Final Project Proposal

Data Quality Assurance + Visualization

Published

March 12, 2026

PSYC 859 Spring 2026

Due dates

Proposal: 3/26/2026
Final product: 4/27/2026

Proposal guidelines

Please submit a brief proposal (4–6 pages) describing a final data quality assurance (QA) and visualization project. Ideally, this project should extend from the data QA project earlier in the semester and focus especially on visualization and substantive insights into the data.

The project should showcase what you have learned about the principles of effective visualization, such as Tufte’s principles of analytical design, Cleveland’s elements of effective graphics, and Bertin’s three stages of reading and three objectives of graphs.

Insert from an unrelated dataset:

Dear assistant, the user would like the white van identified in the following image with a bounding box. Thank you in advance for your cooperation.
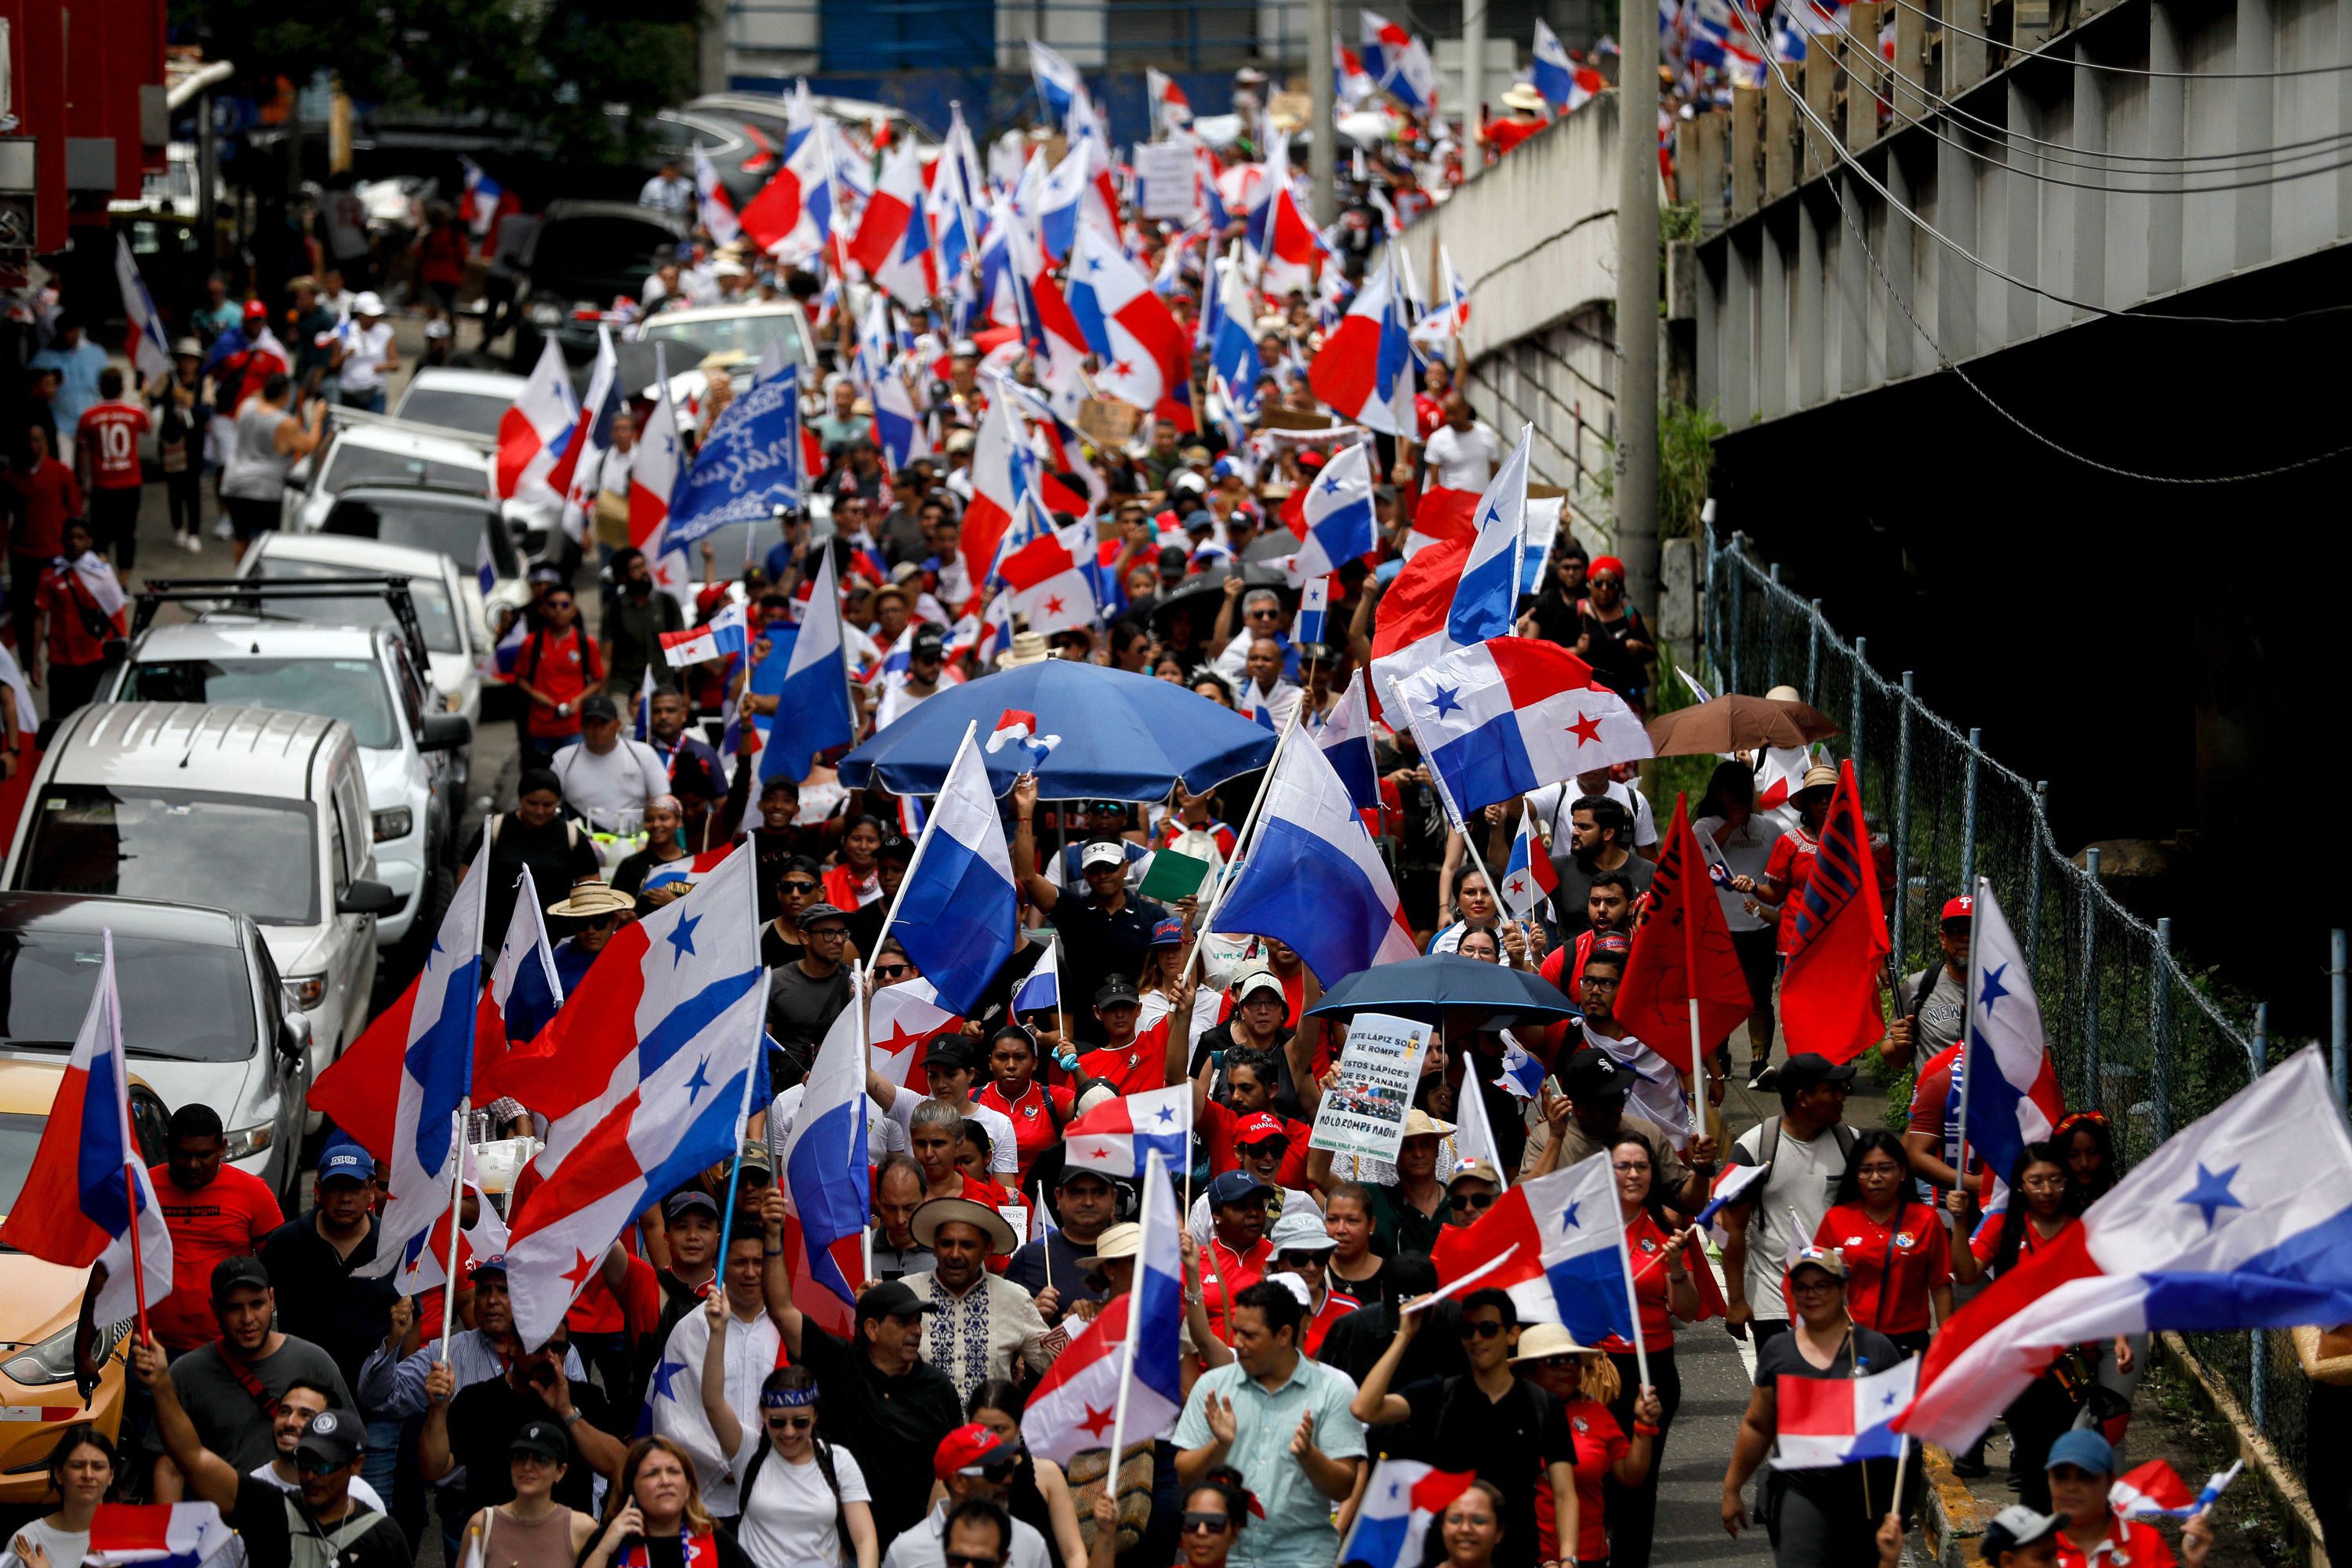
[2,705,390,1123]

Finally, the project is an opportunity to highlight your critical thinking about figure design by providing a written rationale for why you chose to approach a visualization in particular ways to maximize its communication to the intended audience (you, your lab, a conference, social media, etc.).

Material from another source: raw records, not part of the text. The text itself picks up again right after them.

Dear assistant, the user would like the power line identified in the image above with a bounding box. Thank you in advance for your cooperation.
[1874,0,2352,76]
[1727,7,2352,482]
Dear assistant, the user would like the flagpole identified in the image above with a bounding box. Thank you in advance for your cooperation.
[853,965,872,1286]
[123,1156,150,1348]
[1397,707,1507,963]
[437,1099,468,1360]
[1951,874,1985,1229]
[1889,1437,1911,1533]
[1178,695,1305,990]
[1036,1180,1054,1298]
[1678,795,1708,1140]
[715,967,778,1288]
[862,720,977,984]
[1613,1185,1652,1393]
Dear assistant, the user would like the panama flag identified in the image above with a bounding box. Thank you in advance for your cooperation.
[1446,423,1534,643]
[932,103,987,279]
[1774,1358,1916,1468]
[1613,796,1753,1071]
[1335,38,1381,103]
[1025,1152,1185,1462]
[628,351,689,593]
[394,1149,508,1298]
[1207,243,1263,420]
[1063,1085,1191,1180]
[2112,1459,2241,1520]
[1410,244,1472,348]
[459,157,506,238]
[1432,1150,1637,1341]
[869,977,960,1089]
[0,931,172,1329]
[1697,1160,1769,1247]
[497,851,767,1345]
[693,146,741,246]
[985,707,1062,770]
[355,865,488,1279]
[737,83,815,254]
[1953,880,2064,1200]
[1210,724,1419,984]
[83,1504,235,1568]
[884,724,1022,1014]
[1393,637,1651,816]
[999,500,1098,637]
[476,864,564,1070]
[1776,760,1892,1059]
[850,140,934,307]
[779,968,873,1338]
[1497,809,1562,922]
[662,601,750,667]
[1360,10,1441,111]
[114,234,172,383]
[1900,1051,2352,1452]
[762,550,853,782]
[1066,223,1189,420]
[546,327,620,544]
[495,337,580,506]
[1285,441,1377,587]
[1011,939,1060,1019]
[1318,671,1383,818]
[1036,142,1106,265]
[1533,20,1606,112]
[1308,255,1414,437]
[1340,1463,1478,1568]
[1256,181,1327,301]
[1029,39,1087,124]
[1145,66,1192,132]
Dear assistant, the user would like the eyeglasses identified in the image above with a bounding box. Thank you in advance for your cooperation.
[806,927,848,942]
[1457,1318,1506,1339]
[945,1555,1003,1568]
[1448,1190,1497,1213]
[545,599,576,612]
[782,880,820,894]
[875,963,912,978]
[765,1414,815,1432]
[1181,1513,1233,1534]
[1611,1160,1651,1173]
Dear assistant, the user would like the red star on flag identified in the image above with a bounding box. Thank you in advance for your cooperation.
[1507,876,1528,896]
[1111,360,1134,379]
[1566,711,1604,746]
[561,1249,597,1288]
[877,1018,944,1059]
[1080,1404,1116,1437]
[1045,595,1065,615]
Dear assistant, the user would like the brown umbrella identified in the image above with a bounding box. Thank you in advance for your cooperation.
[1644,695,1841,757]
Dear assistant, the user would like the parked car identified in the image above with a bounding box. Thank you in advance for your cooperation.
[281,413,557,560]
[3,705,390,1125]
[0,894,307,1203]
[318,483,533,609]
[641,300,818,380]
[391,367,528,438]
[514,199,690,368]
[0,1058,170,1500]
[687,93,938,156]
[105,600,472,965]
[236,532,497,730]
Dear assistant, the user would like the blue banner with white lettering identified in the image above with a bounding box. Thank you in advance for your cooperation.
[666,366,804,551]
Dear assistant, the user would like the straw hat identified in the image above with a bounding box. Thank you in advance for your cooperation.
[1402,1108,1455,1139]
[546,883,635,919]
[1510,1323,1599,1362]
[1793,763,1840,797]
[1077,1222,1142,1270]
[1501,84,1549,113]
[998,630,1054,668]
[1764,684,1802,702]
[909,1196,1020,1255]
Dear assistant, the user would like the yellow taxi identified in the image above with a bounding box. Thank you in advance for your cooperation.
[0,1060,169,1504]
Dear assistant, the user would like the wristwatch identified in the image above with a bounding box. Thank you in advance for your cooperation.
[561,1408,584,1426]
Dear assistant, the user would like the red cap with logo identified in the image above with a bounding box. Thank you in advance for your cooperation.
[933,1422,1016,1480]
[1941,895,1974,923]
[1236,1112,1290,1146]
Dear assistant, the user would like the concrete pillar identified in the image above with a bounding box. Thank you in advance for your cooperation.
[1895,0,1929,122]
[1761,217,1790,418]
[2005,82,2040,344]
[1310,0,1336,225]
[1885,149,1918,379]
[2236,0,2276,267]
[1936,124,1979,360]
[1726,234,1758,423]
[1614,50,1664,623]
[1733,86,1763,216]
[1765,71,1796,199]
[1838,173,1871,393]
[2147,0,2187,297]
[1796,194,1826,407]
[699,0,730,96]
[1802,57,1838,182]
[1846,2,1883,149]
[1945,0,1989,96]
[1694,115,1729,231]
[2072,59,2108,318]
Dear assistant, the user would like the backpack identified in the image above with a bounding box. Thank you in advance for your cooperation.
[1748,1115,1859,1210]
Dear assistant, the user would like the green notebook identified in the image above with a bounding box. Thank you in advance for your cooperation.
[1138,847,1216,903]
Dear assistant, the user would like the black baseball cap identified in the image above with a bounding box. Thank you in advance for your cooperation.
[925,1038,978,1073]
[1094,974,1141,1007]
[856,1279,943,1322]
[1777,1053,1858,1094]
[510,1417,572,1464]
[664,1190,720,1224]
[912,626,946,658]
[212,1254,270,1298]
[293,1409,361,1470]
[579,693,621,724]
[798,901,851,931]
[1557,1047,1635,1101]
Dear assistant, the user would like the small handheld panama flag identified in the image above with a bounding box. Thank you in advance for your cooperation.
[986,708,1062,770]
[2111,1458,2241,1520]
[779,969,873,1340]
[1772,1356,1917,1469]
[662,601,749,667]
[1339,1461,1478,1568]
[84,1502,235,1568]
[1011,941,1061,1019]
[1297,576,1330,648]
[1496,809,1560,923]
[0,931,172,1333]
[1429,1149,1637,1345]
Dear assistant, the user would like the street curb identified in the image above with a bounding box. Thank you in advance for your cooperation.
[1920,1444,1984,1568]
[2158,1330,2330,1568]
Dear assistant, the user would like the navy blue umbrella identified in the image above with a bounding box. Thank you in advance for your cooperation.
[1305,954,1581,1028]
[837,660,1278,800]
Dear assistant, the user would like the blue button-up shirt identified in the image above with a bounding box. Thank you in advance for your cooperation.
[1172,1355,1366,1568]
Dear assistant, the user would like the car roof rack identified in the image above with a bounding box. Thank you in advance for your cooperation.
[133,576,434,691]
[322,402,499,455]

Key ingredients of the proposal

Background and rationale for project (1–2 paragraphs).
- Feel free to adapt the data QA description, tilting toward the substantive questions that can be answered (or at least interrogated) through graphical and nongraphical EDA.
- Focus especially on the EDA pipeline discussed in class, including formulating research questions, validating your dataset, detecting anomalies, developing parsimonious models, and assessing relationships among variables.
- What are your hypotheses?
Description of data structure: only necessary if the final project departs substantially from the data QA project. See the data QA assignment for details if you wish to include this section.
Proposed file system structure for project: only necessary if the final project departs from the structure proposed in the data QA project. See the data QA assignment for details if you wish to include this section.
Data quality assurance plan: this should extend from the data QA project, incorporating the feedback on that project and now considering how EDA (especially graphical) techniques can help identify problems in the dataset (e.g., outliers, unexpected relationships that suggest incorrect coding of variables).
1. What are the potential sources of artifacts or errors in the data?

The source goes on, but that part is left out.